La comunidad deportiva de México se encuentra en un estado de alerta luego de que World Aquatics, el máximo organismo rector de los deportes acuáticos a nivel mundial, confirmara la cancelación de la Copa del Mundo de Clavados programada para realizarse en Guadalajara, Jalisco. La drástica decisión, fundamentada en preocupaciones legítimas sobre la seguridad, surge como una repercusión directa del operativo que culminó con la muerte de Nemesio Oseguera Cervantes, alias “El Mencho”, evento que ha alterado el orden público en la región.
La exclusión de México del circuito internacional, que ya dio inicio este jueves en Canadá, representa un golpe significativo para los atletas nacionales. La Copa del Mundo es considerada una de las paradas más críticas del calendario, no solo por el prestigio del evento, sino por la importancia de albergar competencias de este nivel en suelo mexicano para impulsar el desarrollo de los clavadistas de cara al nuevo ciclo olímpico rumbo a Los Ángeles 2028.
Ante la incertidumbre generada, Rommel Pacheco, titular de la Comisión Nacional de Cultura Física y Deporte (CONADE), asumió la responsabilidad de fijar una postura pública y buscar una solución de emergencia. A través de sus canales oficiales, el exolímpico informó que mantiene un diálogo constante con la institución internacional para intentar preservar la realización del evento en territorio nacional.

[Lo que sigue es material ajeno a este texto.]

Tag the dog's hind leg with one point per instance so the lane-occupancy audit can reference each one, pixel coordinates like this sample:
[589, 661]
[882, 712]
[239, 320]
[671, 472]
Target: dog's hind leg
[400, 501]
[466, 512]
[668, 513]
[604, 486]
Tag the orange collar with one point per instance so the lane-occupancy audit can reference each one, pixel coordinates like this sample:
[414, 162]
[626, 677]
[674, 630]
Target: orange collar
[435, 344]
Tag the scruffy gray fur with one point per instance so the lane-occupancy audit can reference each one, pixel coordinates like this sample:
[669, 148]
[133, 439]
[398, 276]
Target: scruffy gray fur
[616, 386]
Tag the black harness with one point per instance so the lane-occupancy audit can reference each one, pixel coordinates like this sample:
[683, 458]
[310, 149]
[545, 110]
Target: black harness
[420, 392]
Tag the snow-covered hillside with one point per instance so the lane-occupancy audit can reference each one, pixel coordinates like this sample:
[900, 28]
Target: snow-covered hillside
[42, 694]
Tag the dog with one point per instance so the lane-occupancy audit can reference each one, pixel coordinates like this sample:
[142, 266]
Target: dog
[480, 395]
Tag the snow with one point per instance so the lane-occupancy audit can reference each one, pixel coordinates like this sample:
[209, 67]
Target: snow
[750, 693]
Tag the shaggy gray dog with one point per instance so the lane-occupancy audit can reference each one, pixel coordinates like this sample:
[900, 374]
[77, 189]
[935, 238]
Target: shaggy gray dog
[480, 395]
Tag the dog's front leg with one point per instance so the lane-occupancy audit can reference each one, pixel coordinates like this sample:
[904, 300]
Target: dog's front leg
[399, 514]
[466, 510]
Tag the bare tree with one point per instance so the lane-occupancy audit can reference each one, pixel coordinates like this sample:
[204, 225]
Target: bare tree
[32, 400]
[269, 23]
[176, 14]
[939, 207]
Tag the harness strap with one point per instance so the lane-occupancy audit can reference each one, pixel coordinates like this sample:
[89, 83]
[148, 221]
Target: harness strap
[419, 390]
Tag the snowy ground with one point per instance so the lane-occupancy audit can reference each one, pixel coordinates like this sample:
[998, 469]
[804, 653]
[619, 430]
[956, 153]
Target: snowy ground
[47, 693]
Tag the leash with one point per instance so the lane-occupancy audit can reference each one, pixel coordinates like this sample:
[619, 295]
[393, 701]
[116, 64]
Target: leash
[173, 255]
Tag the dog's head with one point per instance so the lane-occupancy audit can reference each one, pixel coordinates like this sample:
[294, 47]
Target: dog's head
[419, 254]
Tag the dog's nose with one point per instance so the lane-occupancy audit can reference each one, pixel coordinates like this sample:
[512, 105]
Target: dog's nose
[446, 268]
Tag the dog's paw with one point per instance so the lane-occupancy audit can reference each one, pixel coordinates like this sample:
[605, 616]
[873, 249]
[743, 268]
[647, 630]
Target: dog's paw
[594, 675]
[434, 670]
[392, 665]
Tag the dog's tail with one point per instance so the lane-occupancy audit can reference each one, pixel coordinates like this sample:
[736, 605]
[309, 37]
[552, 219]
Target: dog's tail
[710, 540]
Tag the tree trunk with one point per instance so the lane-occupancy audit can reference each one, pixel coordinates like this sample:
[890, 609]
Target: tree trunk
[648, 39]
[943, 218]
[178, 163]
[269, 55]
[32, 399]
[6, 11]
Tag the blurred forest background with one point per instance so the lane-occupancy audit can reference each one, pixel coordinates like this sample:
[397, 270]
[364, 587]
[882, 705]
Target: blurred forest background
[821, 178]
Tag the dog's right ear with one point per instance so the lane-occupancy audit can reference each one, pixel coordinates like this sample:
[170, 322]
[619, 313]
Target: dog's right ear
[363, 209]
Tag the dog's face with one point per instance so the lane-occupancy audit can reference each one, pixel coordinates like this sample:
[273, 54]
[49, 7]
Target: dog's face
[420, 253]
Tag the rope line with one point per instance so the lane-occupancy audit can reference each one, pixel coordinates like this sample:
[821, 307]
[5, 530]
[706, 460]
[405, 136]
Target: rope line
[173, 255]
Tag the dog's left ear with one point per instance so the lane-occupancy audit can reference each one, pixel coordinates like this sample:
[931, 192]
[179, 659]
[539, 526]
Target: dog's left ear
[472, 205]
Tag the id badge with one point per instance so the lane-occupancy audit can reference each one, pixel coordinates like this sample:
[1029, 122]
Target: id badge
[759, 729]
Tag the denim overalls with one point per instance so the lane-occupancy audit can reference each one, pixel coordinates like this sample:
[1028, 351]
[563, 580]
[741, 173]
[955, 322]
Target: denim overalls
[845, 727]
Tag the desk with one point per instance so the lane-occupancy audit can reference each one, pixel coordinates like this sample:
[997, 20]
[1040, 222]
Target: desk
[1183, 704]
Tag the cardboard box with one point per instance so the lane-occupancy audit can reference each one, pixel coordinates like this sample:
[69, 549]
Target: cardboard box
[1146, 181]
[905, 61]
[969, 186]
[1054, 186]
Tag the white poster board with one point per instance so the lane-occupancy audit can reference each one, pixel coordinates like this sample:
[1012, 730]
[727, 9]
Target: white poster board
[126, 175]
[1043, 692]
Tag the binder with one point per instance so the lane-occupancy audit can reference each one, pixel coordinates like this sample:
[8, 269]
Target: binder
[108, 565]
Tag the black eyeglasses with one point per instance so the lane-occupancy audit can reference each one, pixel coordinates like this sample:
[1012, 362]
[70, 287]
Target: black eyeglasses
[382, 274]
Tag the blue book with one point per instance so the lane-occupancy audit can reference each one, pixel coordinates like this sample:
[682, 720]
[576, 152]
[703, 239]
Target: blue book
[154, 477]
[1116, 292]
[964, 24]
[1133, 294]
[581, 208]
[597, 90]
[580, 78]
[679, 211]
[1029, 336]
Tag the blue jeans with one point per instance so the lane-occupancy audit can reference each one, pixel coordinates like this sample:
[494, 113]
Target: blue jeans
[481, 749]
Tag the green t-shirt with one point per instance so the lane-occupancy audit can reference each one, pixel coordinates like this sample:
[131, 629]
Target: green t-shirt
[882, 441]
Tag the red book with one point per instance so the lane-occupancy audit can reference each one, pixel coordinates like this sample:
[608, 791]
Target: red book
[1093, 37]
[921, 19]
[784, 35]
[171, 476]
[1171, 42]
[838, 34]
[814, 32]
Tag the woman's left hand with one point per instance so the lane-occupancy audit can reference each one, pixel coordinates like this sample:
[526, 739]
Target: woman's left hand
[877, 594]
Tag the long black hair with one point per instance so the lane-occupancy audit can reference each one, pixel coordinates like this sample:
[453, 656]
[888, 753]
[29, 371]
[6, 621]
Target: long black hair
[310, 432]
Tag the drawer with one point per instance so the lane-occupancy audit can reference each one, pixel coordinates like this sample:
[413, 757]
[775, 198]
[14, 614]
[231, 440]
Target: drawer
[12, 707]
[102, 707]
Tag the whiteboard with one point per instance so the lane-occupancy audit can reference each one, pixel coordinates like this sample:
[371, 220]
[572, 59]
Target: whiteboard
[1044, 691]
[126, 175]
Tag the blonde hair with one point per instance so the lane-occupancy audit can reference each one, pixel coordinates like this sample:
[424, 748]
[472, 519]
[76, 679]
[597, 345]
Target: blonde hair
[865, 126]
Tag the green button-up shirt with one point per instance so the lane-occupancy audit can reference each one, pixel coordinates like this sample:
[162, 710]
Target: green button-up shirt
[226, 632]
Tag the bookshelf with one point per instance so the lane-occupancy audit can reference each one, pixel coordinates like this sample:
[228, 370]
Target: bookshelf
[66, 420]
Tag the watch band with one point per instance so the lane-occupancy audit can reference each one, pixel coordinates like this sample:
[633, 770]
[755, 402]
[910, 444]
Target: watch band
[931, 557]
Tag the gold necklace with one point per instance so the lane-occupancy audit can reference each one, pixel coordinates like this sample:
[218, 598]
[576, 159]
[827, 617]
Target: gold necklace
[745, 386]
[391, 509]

“Ante el anuncio de World Aquatics sobre la Copa del Mundo de Clavados, seguimos en negociaciones para que se realice en Jalisco”, manifestó Pacheco. Sin embargo, el funcionario no descartó la posibilidad de un cambio de sede interno. Ante el panorama actual en Guadalajara, el titular de la CONADE abrió la puerta a trasladar la competencia a otra entidad federativa que pueda ofrecer las garantías de seguridad necesarias para las delegaciones internacionales.
Para los clavadistas mexicanos, quienes históricamente han sido la cara fuerte de México en Juegos Olímpicos, la pérdida de esta sede sería un retroceso en su preparación. La CONADE busca ahora convencer a World Aquatics de que el país cuenta con la capacidad operativa para blindar el evento, emulando operativos de seguridad exitosos vistos en otros torneos internacionales realizados en México, con el fin de evitar que la crisis de seguridad local afecte el prestigio deportivo del país.